Can you name your top five favorite or most influential authors?

How about authors whose books I read and when I was finished I felt like I had to go sit down somewhere and contemplate existence: Zora Neale Hurston, Richard Wright, Chinua Achebe, Earl Lovelace, Arundhati Roy.

What is a book you've faked reading?

Fyodor Dostoevsky’s The Brothers Karamazov. It’s not really that I’ve “faked reading” it. More like, I’ve read so many treatises on it, I feel like I have read it. But whenever I walk by it on my bookshelf, I can feel it judging me.

Can you name a book you've bought for the cover?

Not really. Not distinctly. Unless a book’s been recommended to me by word of mouth or a review, the first thing that draws me is the cover. I give a look over and if the blurb catches me, it’s copped.

Is there a book that changed your life?

No. But I’m open to it still happening.

Can you name a book for which you are an evangelist (and you think everyone should read)?

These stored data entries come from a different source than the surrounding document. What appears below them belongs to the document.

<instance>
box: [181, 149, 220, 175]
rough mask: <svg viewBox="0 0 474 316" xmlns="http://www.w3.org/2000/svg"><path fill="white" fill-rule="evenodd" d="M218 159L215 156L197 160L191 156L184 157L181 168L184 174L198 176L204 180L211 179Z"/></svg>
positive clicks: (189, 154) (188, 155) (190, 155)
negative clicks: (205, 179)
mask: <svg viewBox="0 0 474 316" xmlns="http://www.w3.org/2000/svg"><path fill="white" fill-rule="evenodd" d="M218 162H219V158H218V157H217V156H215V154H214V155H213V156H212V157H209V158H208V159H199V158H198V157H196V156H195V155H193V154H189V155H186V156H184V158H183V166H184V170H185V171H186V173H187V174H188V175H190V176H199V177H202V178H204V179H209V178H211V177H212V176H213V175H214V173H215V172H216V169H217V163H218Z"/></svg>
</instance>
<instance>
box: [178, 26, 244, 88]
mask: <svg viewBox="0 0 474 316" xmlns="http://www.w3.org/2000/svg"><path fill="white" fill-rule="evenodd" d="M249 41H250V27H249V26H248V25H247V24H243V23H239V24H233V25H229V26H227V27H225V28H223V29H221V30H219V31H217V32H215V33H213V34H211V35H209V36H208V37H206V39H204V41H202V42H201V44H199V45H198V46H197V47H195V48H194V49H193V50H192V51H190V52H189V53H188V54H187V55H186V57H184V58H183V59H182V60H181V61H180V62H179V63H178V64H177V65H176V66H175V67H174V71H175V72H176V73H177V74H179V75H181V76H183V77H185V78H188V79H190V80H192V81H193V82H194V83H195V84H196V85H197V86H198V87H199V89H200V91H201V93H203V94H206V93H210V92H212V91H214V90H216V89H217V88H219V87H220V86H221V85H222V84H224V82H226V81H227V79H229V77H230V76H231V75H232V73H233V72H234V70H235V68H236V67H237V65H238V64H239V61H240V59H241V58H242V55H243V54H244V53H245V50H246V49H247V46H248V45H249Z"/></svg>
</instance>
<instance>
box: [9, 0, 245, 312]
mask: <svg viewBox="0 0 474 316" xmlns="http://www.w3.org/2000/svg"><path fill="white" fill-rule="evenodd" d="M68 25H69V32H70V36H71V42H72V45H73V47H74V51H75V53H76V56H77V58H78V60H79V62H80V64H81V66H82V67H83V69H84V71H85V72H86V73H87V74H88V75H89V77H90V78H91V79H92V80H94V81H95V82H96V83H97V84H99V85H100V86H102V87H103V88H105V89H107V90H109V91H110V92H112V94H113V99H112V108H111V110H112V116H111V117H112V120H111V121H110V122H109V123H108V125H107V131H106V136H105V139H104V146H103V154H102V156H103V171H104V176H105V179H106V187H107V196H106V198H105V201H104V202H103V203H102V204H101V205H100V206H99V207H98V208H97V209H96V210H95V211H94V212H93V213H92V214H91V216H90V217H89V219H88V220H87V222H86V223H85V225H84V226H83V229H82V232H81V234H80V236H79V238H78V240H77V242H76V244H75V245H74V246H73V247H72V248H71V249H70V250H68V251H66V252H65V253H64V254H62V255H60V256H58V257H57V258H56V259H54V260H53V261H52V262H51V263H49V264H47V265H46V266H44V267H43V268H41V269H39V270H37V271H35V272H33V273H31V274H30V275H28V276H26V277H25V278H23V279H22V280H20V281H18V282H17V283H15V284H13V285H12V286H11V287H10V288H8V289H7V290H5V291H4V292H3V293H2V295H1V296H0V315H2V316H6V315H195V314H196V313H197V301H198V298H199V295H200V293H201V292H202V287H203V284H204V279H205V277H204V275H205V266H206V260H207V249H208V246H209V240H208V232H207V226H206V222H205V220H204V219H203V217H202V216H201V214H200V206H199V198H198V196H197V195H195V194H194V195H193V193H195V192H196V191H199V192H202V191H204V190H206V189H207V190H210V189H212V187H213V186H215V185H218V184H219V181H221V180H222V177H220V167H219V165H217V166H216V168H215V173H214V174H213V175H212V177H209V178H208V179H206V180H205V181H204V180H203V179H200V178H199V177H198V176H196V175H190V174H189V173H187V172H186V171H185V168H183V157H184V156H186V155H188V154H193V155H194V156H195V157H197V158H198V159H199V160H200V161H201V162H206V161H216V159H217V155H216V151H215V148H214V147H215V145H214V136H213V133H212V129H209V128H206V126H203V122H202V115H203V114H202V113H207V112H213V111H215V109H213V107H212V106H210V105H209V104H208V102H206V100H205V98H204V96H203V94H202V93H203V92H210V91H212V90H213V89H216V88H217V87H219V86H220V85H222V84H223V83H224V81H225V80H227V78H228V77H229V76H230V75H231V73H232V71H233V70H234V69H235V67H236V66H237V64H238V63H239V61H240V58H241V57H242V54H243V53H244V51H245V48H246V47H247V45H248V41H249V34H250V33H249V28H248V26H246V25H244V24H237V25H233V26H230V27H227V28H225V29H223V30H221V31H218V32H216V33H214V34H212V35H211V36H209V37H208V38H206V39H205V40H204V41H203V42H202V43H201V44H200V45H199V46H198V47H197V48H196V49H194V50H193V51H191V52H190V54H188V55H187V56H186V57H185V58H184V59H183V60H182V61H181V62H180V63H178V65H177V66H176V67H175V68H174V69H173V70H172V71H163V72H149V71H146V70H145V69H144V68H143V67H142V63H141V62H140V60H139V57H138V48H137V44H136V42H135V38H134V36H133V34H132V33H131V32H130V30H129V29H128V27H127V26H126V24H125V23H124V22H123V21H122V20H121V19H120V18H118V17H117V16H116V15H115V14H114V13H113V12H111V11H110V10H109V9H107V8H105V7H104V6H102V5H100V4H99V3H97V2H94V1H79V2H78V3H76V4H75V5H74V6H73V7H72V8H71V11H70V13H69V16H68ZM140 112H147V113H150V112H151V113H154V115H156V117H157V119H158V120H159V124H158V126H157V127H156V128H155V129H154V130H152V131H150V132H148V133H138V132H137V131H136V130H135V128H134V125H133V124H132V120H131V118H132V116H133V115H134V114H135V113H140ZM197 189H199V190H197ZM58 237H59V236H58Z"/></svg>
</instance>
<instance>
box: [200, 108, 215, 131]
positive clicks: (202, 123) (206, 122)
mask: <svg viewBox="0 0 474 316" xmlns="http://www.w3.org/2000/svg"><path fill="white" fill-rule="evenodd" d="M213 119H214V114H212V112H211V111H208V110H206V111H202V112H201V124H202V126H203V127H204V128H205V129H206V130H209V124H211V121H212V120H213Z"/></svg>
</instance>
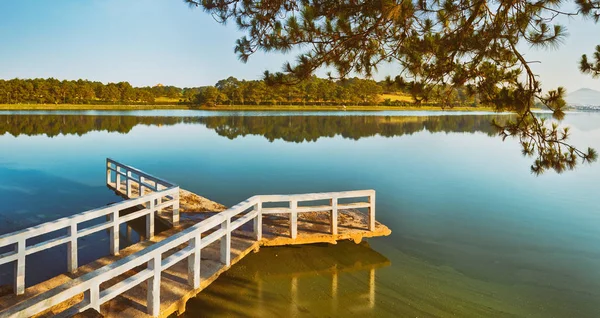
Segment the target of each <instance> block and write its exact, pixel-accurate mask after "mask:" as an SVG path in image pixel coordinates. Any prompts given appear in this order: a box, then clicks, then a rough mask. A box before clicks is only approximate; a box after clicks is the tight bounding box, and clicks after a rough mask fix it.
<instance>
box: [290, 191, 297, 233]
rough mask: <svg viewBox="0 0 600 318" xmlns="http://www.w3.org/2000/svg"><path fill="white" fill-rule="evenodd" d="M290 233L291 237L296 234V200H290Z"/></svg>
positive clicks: (296, 201) (296, 214)
mask: <svg viewBox="0 0 600 318" xmlns="http://www.w3.org/2000/svg"><path fill="white" fill-rule="evenodd" d="M290 210H291V213H290V235H291V237H292V238H293V239H295V238H296V237H297V236H298V201H296V200H292V201H290Z"/></svg>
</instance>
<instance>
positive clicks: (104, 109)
mask: <svg viewBox="0 0 600 318" xmlns="http://www.w3.org/2000/svg"><path fill="white" fill-rule="evenodd" d="M152 109H173V110H175V109H201V110H256V111H269V110H280V111H281V110H294V111H315V110H321V111H339V110H347V111H357V110H362V111H378V110H398V111H403V110H404V111H408V110H410V111H414V110H428V111H436V110H449V111H493V108H491V107H462V106H461V107H453V108H446V109H442V108H441V107H438V106H421V107H419V106H346V107H345V108H344V107H342V106H315V105H312V106H302V105H220V106H215V107H192V106H188V105H89V104H58V105H55V104H0V110H152Z"/></svg>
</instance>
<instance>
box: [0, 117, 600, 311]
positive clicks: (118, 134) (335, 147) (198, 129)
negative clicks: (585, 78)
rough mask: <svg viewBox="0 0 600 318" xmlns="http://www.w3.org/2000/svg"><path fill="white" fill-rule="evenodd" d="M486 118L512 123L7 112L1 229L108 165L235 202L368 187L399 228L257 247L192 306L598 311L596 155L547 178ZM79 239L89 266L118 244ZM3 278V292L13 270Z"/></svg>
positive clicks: (91, 175)
mask: <svg viewBox="0 0 600 318" xmlns="http://www.w3.org/2000/svg"><path fill="white" fill-rule="evenodd" d="M492 118H497V119H502V118H508V117H507V115H490V114H485V113H478V114H471V113H469V114H465V113H451V114H446V113H434V112H432V113H428V112H406V113H398V112H371V113H369V112H360V113H356V112H337V113H327V112H321V113H319V112H314V113H309V114H305V113H287V112H264V113H256V112H234V113H227V112H195V111H144V112H0V202H2V204H1V205H0V233H8V232H11V231H14V230H18V229H22V228H25V227H28V226H32V225H36V224H39V223H41V222H45V221H50V220H53V219H56V218H58V217H62V216H66V215H71V214H74V213H77V212H81V211H84V210H86V209H91V208H95V207H98V206H102V205H105V204H107V203H110V202H115V201H117V200H119V199H118V198H117V197H116V196H114V194H113V193H111V192H110V191H109V190H108V189H107V188H106V187H105V186H104V184H103V181H104V180H105V176H104V173H105V170H104V168H103V167H104V161H105V158H106V157H112V158H114V159H117V160H119V161H122V162H125V163H127V164H131V165H133V166H135V167H138V168H141V169H143V170H145V171H148V172H150V173H152V174H155V175H158V176H162V177H165V178H167V179H168V180H171V181H173V182H175V183H178V184H179V185H181V186H182V187H183V188H185V189H188V190H190V191H193V192H195V193H198V194H201V195H203V196H206V197H208V198H210V199H212V200H215V201H218V202H221V203H223V204H226V205H233V204H235V203H237V202H239V201H241V200H243V199H245V198H247V197H250V196H252V195H254V194H269V193H303V192H316V191H341V190H354V189H368V188H373V189H375V190H376V191H377V219H378V220H379V221H381V222H382V223H384V224H386V225H387V226H388V227H389V228H391V229H392V235H391V236H389V237H385V238H375V239H370V240H368V242H365V243H363V244H360V245H355V244H354V243H342V244H338V245H336V246H328V245H314V246H301V247H298V246H296V247H285V248H265V249H262V250H261V251H260V252H259V253H257V254H252V255H250V256H248V257H246V258H245V259H244V260H242V261H241V262H240V263H238V264H237V265H236V266H234V267H233V268H232V269H230V270H229V271H228V272H227V273H226V274H225V275H223V276H222V277H220V278H219V279H218V280H217V281H216V282H215V283H213V284H212V285H211V286H210V287H209V288H207V289H206V290H204V291H203V292H202V293H201V295H200V296H199V297H197V298H195V299H192V300H190V301H189V302H188V308H187V311H186V315H189V316H190V317H195V316H222V315H230V316H259V315H262V316H273V315H280V316H313V317H328V316H379V317H383V316H401V317H402V316H410V317H416V316H418V317H428V316H441V317H450V316H456V317H513V316H519V317H598V316H599V315H600V303H599V302H598V299H600V298H599V297H600V197H599V196H598V180H600V164H598V163H597V164H593V165H581V166H579V167H578V168H577V170H575V171H571V172H567V173H564V174H562V175H557V174H555V173H554V172H549V173H547V174H544V175H542V176H539V177H536V176H534V175H532V174H531V173H530V171H529V166H530V164H531V163H532V159H531V158H524V157H522V156H521V153H520V149H519V145H518V143H517V142H516V140H510V139H507V140H506V141H505V142H502V140H501V139H500V138H498V137H495V136H494V132H493V129H492V128H491V126H490V125H489V122H490V120H491V119H492ZM564 123H565V124H568V125H570V126H571V127H572V141H573V142H574V143H575V144H576V145H578V146H582V147H587V146H591V147H595V148H596V149H599V150H600V114H598V113H572V114H569V115H568V116H567V118H566V120H565V122H564ZM121 235H122V236H124V235H125V230H124V229H122V233H121ZM122 241H126V240H122ZM124 244H126V243H124ZM79 248H80V255H81V256H80V263H82V264H83V263H86V262H89V261H91V260H93V259H95V258H97V257H100V256H102V255H107V254H108V240H107V238H106V237H105V233H99V234H98V235H97V236H96V237H89V238H88V239H86V240H84V241H83V242H82V243H80V246H79ZM65 253H66V251H65V250H64V247H57V248H54V249H52V250H51V251H48V252H43V253H40V254H35V255H32V256H30V257H28V262H27V265H28V268H27V273H28V277H27V283H28V284H29V285H30V284H34V283H36V282H38V281H40V280H42V279H45V278H48V277H51V276H53V275H56V274H58V273H61V272H63V271H65V269H66V255H65ZM62 255H65V257H62ZM49 259H51V260H52V261H48V260H49ZM0 270H1V274H2V275H1V276H0V280H1V283H2V284H10V283H11V280H12V267H11V266H7V265H5V266H2V267H0ZM29 273H32V274H31V275H30V274H29Z"/></svg>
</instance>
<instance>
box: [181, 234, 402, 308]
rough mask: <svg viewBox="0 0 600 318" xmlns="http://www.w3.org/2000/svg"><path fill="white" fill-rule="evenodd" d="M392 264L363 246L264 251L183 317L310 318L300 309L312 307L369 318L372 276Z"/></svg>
mask: <svg viewBox="0 0 600 318" xmlns="http://www.w3.org/2000/svg"><path fill="white" fill-rule="evenodd" d="M390 264H391V262H390V261H389V260H388V259H387V258H386V257H385V256H383V255H381V254H380V253H378V252H377V251H375V250H373V249H371V248H370V247H369V244H368V243H366V242H363V243H360V244H358V245H356V244H353V243H351V242H340V243H339V244H336V245H335V246H323V245H321V244H316V245H307V246H302V247H301V248H295V247H276V248H265V249H261V251H260V253H258V254H255V255H250V256H248V257H246V258H245V259H244V260H242V261H241V262H240V264H239V265H240V267H238V269H236V270H233V271H231V272H227V273H226V274H225V276H224V277H223V279H221V280H218V281H216V282H215V283H213V285H211V286H210V287H209V288H208V289H206V290H205V291H204V292H203V293H201V294H200V295H199V296H198V298H196V299H194V300H193V301H190V302H189V303H188V305H187V309H186V313H189V316H190V317H195V316H203V315H205V316H212V315H222V314H224V313H227V314H229V315H235V314H236V313H243V314H244V315H246V316H248V317H262V316H271V315H273V313H274V312H277V313H278V314H279V315H283V316H290V317H292V316H294V313H298V314H299V315H300V316H302V315H307V316H310V314H309V313H307V312H304V311H302V309H301V308H310V309H311V311H312V312H313V313H318V314H317V315H318V316H340V317H343V316H344V315H342V312H346V313H348V311H352V312H356V313H364V314H367V315H368V314H370V313H371V310H372V309H373V308H374V306H376V300H377V298H376V295H377V294H376V291H377V289H376V288H377V285H376V281H377V279H378V278H379V276H377V274H376V272H377V271H378V270H379V269H380V268H383V267H387V266H389V265H390ZM315 291H318V292H317V293H315ZM350 307H352V308H350ZM313 310H314V311H313Z"/></svg>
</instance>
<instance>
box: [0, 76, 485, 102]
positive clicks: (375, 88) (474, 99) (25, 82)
mask: <svg viewBox="0 0 600 318" xmlns="http://www.w3.org/2000/svg"><path fill="white" fill-rule="evenodd" d="M436 93H437V96H441V95H443V96H444V97H445V98H448V97H449V98H450V99H448V100H449V101H450V104H452V105H469V106H477V98H476V97H474V96H470V95H469V94H467V93H466V90H464V91H463V90H453V91H452V92H450V93H448V92H445V91H444V90H443V89H439V92H433V94H432V96H436ZM384 94H386V95H384ZM421 95H422V92H415V91H414V89H412V88H411V87H408V86H404V85H402V84H401V83H399V82H398V81H396V80H389V79H388V80H384V81H379V82H376V81H374V80H368V79H360V78H350V79H345V80H338V81H333V80H329V79H323V78H318V77H316V76H313V77H311V78H309V79H307V80H303V81H300V82H297V83H292V84H271V83H269V82H268V81H266V80H238V79H237V78H235V77H228V78H226V79H222V80H220V81H218V82H217V83H216V84H215V85H214V86H203V87H192V88H189V87H184V88H180V87H175V86H164V85H162V84H157V85H155V86H152V87H150V86H146V87H133V86H132V85H131V84H130V83H128V82H119V83H108V84H104V83H101V82H94V81H88V80H81V79H79V80H62V81H61V80H57V79H54V78H48V79H41V78H37V79H11V80H1V79H0V104H54V105H61V104H98V105H161V104H164V105H171V104H181V105H191V106H208V107H218V106H220V105H230V106H232V105H340V106H342V105H353V106H361V105H386V106H402V105H413V103H414V102H413V101H417V102H418V103H419V104H420V105H437V104H439V101H438V100H436V99H435V98H434V99H431V100H427V99H424V100H423V98H422V96H421ZM390 96H391V97H392V98H389V97H390Z"/></svg>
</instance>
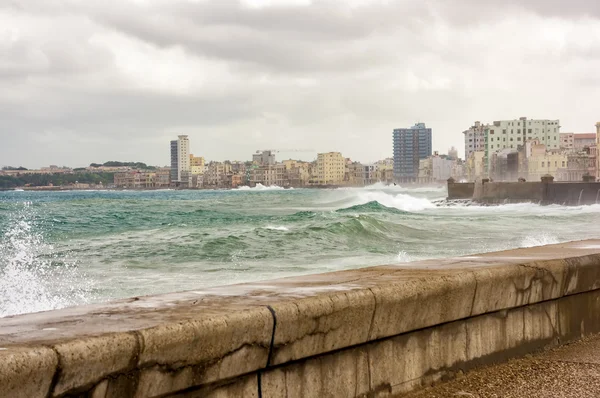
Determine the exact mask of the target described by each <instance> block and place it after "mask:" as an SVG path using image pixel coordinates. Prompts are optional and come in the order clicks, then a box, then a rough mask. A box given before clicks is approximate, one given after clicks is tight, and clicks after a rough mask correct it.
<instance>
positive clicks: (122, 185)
mask: <svg viewBox="0 0 600 398" xmlns="http://www.w3.org/2000/svg"><path fill="white" fill-rule="evenodd" d="M170 175H171V169H169V168H166V169H159V170H157V171H151V172H141V171H128V172H124V173H115V178H114V183H115V187H117V188H129V189H152V188H168V187H169V184H170Z"/></svg>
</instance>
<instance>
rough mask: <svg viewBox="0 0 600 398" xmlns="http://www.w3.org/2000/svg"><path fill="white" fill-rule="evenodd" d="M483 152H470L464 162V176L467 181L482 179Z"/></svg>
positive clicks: (483, 167) (484, 154)
mask: <svg viewBox="0 0 600 398" xmlns="http://www.w3.org/2000/svg"><path fill="white" fill-rule="evenodd" d="M484 158H485V152H484V151H474V152H472V153H471V154H470V155H469V157H468V158H467V160H466V161H465V174H466V177H467V180H468V181H476V180H480V179H482V178H483V177H484V175H483V173H484Z"/></svg>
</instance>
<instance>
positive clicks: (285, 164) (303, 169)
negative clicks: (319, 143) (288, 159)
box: [283, 159, 311, 187]
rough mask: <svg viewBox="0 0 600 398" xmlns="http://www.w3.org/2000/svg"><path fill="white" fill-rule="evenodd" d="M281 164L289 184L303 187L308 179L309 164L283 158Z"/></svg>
mask: <svg viewBox="0 0 600 398" xmlns="http://www.w3.org/2000/svg"><path fill="white" fill-rule="evenodd" d="M283 165H284V166H285V170H286V173H287V178H288V180H289V185H290V186H292V187H303V186H306V185H308V181H309V180H310V169H311V164H310V163H308V162H302V161H300V160H291V159H290V160H284V161H283Z"/></svg>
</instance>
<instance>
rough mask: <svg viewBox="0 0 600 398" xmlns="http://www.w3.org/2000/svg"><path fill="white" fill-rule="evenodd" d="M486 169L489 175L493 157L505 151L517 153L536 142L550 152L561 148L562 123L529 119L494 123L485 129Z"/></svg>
mask: <svg viewBox="0 0 600 398" xmlns="http://www.w3.org/2000/svg"><path fill="white" fill-rule="evenodd" d="M484 137H485V151H484V152H485V155H484V157H485V159H484V163H485V167H486V174H488V175H489V172H490V170H491V162H492V159H493V157H494V156H493V155H494V154H495V153H498V152H500V151H503V150H505V149H509V150H510V151H512V152H516V151H518V149H519V146H522V145H524V144H525V143H526V142H528V141H531V140H535V141H537V142H538V143H539V144H540V145H544V146H545V148H546V150H548V151H556V150H558V149H559V148H560V123H559V121H558V120H550V119H527V118H526V117H521V118H519V119H514V120H499V121H494V122H493V123H492V124H490V125H486V127H485V128H484Z"/></svg>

Not exactly an evangelist, but whenever people say they’re bored with SFF and would like a fresh take, I send them to N.K Jemisin’s The Inheritance Trilogy.

Is there a book you would most want to read again for the first time?

Ursula K. Le Guin’s A Wizard of Earthsea.

What is your idea of THE perfect day (where you could go anywhere/meet with anyone)?

Sitting and talking with my Mom, who passed in 2014, about politics, life, and the world.

What are you working on now?

Editing another novella, set in the same world as my 2016 short Tor.com story A Dead Djinn in Cairo—with an alternate 1912—and featuring agents from the Egyptian Ministry of Alchemy, Enchantments and Supernatural Entities.

Thanks for the questions!


Book cover for The Black God's Drums
The Black God's Drums
Clark, P. Djeli.

A young woman living on the streets and struggling to survive, an airship Captain, and a Haitian scientist who has created a weapon that could destroy them all and the alternate New Orleans in which they find themselves. In his debut, P. Djeli Clark does in a mere 110 pages what other authors struggle to accomplish in several multiples of his page count. The Black God’s Drums has a cast of diverse, intriguing and compelling characters, two of whom are inhabited by living deities; an alternate New Orleans recovering from the Civil War, where tensions are high and the political landscape is not at all how we recall it; a liberal dose of fantasy and magic based on the lore of West Africa. All of this is infused with a strong steampunk aesthetic. The Black God’s Drums is an immersive, unrelenting read that grabs you on the first page and holds on until the end. The only possible complaint imaginable is that the story is so short and leaves the reader wanting more! This is a MUST read for those who enjoy fantasy, alternate history or simply an excellent story expertly told.